Au bord de la mer du Nord, Fiona rencontre une
montagne humaine, un iceberg à lui seul tellement il
est froid et massif. Comme un iceberg, il doit cacher
une richesse et Fiona tentera de la trouver ! Son
nom ? René, prénom symbolique qui rappelle la
quête de renaissance de Fiona. Elle qui ne parle plus se
retrouve face à un homme sourd : ils ne pourront que s’entendre ! Il est le capitaine d’un frêle esquif : “Le Titanique”. De
nouveau, L’Iceberg nous attire en terrain connu : la love story
qui rapporta près de 2 Milliards de dollars au box-office mondial (21 millions de spectateurs rien qu’en France) et dans
laquelle
l’amour
de
Leonardo Di Caprio et Kate
Winslet était mis en péril
par un iceberg. Comme
dans le Titanic (1997) de
James Cameron, deux hommes que tout oppose s’affronteront pour l’amour
d’une femme unique puisque Julien a compris qu’il
aimait Fiona. Il jouera les
passagers clandestins dans
le Titanique et les accompagnera vers les mers arctiques.

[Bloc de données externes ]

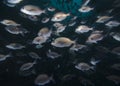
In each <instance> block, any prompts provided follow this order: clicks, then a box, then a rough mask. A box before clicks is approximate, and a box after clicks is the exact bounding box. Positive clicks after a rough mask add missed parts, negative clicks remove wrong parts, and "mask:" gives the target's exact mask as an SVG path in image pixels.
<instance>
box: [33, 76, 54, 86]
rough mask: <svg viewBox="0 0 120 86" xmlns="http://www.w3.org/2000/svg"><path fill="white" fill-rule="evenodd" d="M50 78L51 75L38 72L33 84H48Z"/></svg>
mask: <svg viewBox="0 0 120 86" xmlns="http://www.w3.org/2000/svg"><path fill="white" fill-rule="evenodd" d="M51 80H52V77H49V76H48V75H47V74H39V75H38V76H37V77H36V79H35V81H34V83H35V85H39V86H42V85H46V84H49V83H50V82H51Z"/></svg>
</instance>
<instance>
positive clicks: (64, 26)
mask: <svg viewBox="0 0 120 86" xmlns="http://www.w3.org/2000/svg"><path fill="white" fill-rule="evenodd" d="M65 28H66V25H64V26H63V25H61V26H59V27H57V28H56V33H61V32H63V31H64V30H65Z"/></svg>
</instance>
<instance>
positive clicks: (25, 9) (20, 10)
mask: <svg viewBox="0 0 120 86" xmlns="http://www.w3.org/2000/svg"><path fill="white" fill-rule="evenodd" d="M20 11H21V12H22V13H24V14H27V15H31V16H40V15H41V14H42V13H45V10H41V9H40V8H39V7H37V6H34V5H25V6H23V7H22V8H21V9H20Z"/></svg>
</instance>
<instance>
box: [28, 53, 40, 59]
mask: <svg viewBox="0 0 120 86" xmlns="http://www.w3.org/2000/svg"><path fill="white" fill-rule="evenodd" d="M28 55H29V56H30V57H31V58H33V59H41V57H40V56H39V55H38V54H37V53H35V52H29V53H28Z"/></svg>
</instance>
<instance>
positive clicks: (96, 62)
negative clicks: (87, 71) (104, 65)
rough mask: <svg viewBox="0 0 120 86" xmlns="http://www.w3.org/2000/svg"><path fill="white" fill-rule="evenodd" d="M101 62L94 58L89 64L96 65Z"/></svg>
mask: <svg viewBox="0 0 120 86" xmlns="http://www.w3.org/2000/svg"><path fill="white" fill-rule="evenodd" d="M100 61H101V60H100V59H98V60H97V59H95V58H94V57H92V58H91V59H90V63H91V64H92V65H97V64H98V63H99V62H100Z"/></svg>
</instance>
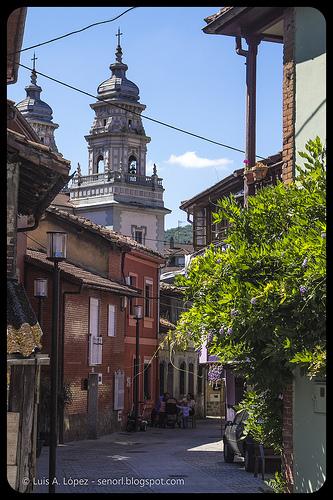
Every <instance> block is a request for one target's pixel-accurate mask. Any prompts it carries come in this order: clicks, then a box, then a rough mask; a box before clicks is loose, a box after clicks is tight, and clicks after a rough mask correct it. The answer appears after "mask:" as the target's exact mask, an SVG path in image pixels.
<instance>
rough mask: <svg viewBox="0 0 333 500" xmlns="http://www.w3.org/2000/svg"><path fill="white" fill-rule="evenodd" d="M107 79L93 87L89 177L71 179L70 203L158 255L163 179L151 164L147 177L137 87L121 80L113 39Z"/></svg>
mask: <svg viewBox="0 0 333 500" xmlns="http://www.w3.org/2000/svg"><path fill="white" fill-rule="evenodd" d="M110 69H111V76H110V78H109V79H107V80H105V81H104V82H103V83H101V84H100V85H99V86H98V89H97V101H96V102H95V103H93V104H91V105H90V106H91V108H92V109H93V110H94V112H95V117H94V121H93V124H92V127H91V129H90V133H89V134H88V135H86V136H85V139H86V141H87V143H88V175H81V169H79V172H78V175H76V177H74V179H73V181H72V185H71V187H70V197H71V202H72V203H73V204H74V206H75V208H76V210H75V211H76V213H77V214H78V215H83V216H84V217H87V218H89V219H91V220H92V221H93V222H96V223H97V224H102V225H105V226H107V227H110V228H111V229H113V230H115V231H118V232H120V233H121V234H124V235H126V236H131V237H132V238H134V239H135V240H137V241H138V242H139V243H142V244H144V245H146V246H148V247H150V248H152V249H154V250H161V249H162V247H163V240H164V217H165V215H166V214H167V213H170V210H168V209H166V208H165V207H164V201H163V192H164V189H163V186H162V179H160V178H159V177H158V175H157V168H156V166H155V165H154V170H153V174H152V175H149V176H148V175H147V172H146V155H147V144H148V143H149V142H150V137H147V136H146V133H145V130H144V127H143V124H142V118H141V113H142V111H143V110H144V109H145V108H146V106H145V105H144V104H141V103H140V102H139V88H138V87H137V86H136V85H135V84H134V83H133V82H131V81H130V80H128V79H127V77H126V71H127V69H128V66H127V64H124V63H123V62H122V49H121V46H120V42H119V37H118V46H117V49H116V61H115V62H114V63H113V64H111V65H110Z"/></svg>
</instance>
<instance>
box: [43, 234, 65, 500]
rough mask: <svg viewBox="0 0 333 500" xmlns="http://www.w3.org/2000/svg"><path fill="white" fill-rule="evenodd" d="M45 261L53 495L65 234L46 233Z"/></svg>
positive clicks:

Point de pyrotechnie pour le
final comme dans le film
modèle, mais un retour à la
situation initiale où
les héros du film ont
tous changé pour le
meilleur : Fiona et
Julien se sont prouvés leur amour et ils
se retrouveront sans
doute quand ils
reviendront à terre.
René, contre toute
attente - ou presque renaîtra aussi puisque
les trois marins d’eau
douce sont repêchés
des eaux glaciales par
une femme inuit,
Nattikuttuk, que l’on
a découvert en introduction du film ; elle
s’adressait aux spectateurs et nous apprenait qu’elle est l’une
des dernières à pouvoir parler le inuktitut, qu’elle rêverait d’apprendre à son
enfant et à son futur mari. Dans le plan final, nous découvrons Nattikuttuk, René, qui a miraculeusement retrouvé
l’ouïe et leur fils. Ils nous souhaitent au revoir en inuktitut,
“une langue que personne ne parle”, ainsi qu’elle le disait au
début du film. Ici se concentre la symbolique du film : cette
langue oubliée, c’est l’innocence burlesque développée tout au
long de L’Iceberg, qui dénonce les travers d’une société artificiellement chaleureuse où les relations humaines se gèlent et
se figent.
Les auteurs de L’Iceberg, pour leur part, voient tout autre chose
dans leur film - à moins qu’il ne s’agisse d’une ultime dérision : “L'Iceberg parle de notre héroïsme dérisoire, notre prétention naïve, notre besoin fondamental d'amour, de surpassement et du cortège d'échecs, de ratages, de désarrois temporaires qui égratignent notre optimisme sans jamais en venir à
bout”. Peu importe, du moment que L’Iceberg réchauffe les salles de cinéma de rires, des rires au début discrets mais qui
peuvent finir par devenir convulsifs.
NACHIKETAS WIGNESAN
L’Iceberg de Dominique Abel, Fiona Gordon et Bruno Romy
Sortie en salle le 5 avril 2006.
Prix “cinéville - un été au ciné”
Lors de la cérémonie de clôture de la 16e édition du festival Ciné Junior, festival de cinémas jeunes publics du Val-de-Marne (18 janvier
au 1er février 2006), le prix “cinéville - un été au ciné” a été attribué à L’Iceberg par un jury composé de trois coordinateurs régionaux de
l’opération, Wilfried Jude (Centre Images), Elvire Le Cossec (Pôle Image Haute-Normandie) et Loïc Grelier (Cinémathèque de Toulouse).
Ce prix permet au film d’être soutenu par les partenaires du réseau et diffusé dans les salles à l’occasion de séances spéciales.